Опыт литературной эмиграции
Как — то я оказался на большой конференции славистов в Америке. Проходила она несколько дней в огромной гостинице. В программе сотни докладов, десятки семинаров. Тема одного доклада привлекла мое внимание: «Русские писатели в эмиграции». В середине конференции в кулуарах появился Василий Аксенов, и мы с ним решили, что на этот доклад стоит пойти. Пришли, тихо сели в задних рядах вместе с редакторами лос-анджелесской «Панорамы» Батуриной и Половцем. Происходило как обычно: доклад, содоклад, несколько заранее приготовленных выступлений. На наших глазах разрабатывалась, утверждалась модная университетская модель, приправленная массой умных научных терминов. Говорили очень интересно, но у меня создалось четкое ощущение, что все это не имеет никакого отношения к моему эмигрантскому опыту. Прения благополучно заканчивались, и вдруг председатель, американский профессор, сказал: «Между прочим, в зале присутствуют Аксенов и Гладилин. Может, они хотят выступить?» Тут произошло неожиданное: зал слабо ахнул, и все как по команде повернули головы в нашу сторону. Объяснить такую реакцию можно по-разному. Вот один из вариантов: «Мы, то есть участники конференции, единомышленники. Мы собрались, нарисовали картину, всё расставили по полочкам, и вдруг — эти двое, как с того света, но ведь еще живые. А главное — они были участниками процесса, и с их мнением надо будет считаться». Однако Аксенов очень миролюбиво сказал по-английски: «Спасибо, мы пришли просто послушать, выступать не будем».
Видимо, мне не обойтись без нескольких банальных истин.
Да, конечно, писателю необходимо ездить, познавать мир. Писатель может жить в любой стране, это не мешает его творчеству.

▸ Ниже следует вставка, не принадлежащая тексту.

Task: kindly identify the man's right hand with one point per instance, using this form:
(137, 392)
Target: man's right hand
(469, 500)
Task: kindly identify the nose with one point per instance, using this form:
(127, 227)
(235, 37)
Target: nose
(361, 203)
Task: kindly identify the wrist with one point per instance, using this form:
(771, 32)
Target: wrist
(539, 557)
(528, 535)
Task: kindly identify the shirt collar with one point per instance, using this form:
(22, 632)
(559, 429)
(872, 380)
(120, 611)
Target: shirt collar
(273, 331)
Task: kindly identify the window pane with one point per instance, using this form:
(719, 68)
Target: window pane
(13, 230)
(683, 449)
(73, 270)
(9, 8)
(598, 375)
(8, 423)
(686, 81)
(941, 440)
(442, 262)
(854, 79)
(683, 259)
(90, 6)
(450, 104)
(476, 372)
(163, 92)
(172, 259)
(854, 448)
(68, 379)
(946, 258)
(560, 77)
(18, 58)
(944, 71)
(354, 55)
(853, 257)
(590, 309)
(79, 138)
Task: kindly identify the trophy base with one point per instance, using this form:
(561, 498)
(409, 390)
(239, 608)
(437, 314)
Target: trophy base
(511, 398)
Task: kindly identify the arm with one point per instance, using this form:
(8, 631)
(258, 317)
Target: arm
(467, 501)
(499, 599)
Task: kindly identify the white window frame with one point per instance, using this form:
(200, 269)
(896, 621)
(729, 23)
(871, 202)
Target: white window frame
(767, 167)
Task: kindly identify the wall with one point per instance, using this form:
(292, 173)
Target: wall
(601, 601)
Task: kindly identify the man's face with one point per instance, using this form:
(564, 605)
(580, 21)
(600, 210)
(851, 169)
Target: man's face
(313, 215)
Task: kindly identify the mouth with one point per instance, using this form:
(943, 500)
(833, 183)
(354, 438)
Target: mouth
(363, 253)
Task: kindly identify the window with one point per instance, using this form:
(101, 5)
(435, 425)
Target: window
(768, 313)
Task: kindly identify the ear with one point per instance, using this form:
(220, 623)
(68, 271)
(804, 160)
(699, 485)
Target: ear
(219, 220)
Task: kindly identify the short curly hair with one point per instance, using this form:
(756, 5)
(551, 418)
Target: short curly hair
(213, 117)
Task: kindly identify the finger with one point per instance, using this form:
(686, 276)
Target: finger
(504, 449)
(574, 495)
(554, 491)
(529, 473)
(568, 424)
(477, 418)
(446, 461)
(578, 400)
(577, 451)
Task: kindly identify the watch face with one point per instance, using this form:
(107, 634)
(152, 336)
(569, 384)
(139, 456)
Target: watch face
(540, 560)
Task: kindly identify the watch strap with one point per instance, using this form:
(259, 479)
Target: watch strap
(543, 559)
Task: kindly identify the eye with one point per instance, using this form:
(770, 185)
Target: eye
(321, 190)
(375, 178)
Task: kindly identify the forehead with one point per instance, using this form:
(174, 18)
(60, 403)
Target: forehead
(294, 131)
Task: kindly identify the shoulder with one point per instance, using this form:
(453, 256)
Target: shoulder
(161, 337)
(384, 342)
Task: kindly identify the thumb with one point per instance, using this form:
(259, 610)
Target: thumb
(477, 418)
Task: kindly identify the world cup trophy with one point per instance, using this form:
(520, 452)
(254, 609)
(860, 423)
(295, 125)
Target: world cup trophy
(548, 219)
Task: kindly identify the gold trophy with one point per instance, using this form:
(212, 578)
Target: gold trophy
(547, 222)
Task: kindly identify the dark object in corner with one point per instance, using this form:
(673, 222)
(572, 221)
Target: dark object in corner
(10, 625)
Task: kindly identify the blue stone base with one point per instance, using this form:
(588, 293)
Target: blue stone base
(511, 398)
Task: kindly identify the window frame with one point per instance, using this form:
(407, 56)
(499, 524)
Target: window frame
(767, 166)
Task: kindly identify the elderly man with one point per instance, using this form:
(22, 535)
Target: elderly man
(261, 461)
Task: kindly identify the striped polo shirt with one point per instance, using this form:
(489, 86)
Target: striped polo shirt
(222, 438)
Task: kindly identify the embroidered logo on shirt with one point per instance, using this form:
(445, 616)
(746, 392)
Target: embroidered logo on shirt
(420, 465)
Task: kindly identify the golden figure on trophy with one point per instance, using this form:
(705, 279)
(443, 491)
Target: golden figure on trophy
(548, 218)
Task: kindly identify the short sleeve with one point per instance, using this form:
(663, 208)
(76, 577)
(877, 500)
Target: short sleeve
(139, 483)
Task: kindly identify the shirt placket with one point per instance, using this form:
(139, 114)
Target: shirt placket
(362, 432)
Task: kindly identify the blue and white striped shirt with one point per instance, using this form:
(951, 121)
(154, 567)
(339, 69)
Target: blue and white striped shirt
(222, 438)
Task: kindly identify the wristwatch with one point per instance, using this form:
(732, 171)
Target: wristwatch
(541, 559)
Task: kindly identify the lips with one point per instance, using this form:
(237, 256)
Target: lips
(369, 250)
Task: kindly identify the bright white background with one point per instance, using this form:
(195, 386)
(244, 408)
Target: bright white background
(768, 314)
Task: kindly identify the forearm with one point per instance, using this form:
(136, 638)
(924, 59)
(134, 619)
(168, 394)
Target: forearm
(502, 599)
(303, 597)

Нельзя осуждать литераторов, которые покинули свою родину в поисках приличного заработка. Все это так. Но сейчас, по вполне прозрачным причинам, делается попытка забыть, что большинство писателей нашей эмиграции («третья волна») не хотели уезжать из России, их эмиграция была в первую очередь политической. Правда, только Солженицына вывезли из страны в наручниках. Остальные сами подавали заявление в ОВИР. И чаще всего это был вынужденный ответ на неприкрытую угрозу самых компетентных органов: «Или вы едете на Запад, или поедете на Восток». Галич и Некрасов уехали потому, что их попросту лишили всех средств к существованию. Тут была другая альтернатива: или сдохнуть с голоду на родине (ну, не сдохнуть, а жить с протянутой рукой, на помощь друзей, а разве могли это себе позволить люди, прославившиеся на весь Советский Союз?), или какое-то туманное, но все-таки достойное существование на Западе, возможность продолжать писать, выступать, открыто говорить, что думаешь. К разряду банальных истин можно отнести и то, что для советского писателя эмиграция была не переездом в другую страну, а переездом на другую планету. В принципе, эмиграция ни для кого не сахар, но советский писатель, у которого в Союзе издавались книги, чье имя стало известно и который уже имел свой круг читателей, прекрасно понимал, что всего этого он лишается. Книги будут изъяты из библиотек (мы еще не знали, что книги будут уничтожены методом «мелкой резки»), имя вычеркнуто из истории советской литературы (разве что промелькнет иногда в газетах с обязательным добавлением — «клеветник, отщепенец, продался за чечевичную похлебку»), никогда не увидишь своих друзей, своих близких, никогда не пройдешь по улицам родного города, и нет никакой надежды, что при твоей жизни твои новые книги попадут на родину. Какая же это эмиграция — для писателя скорее смерти подобно.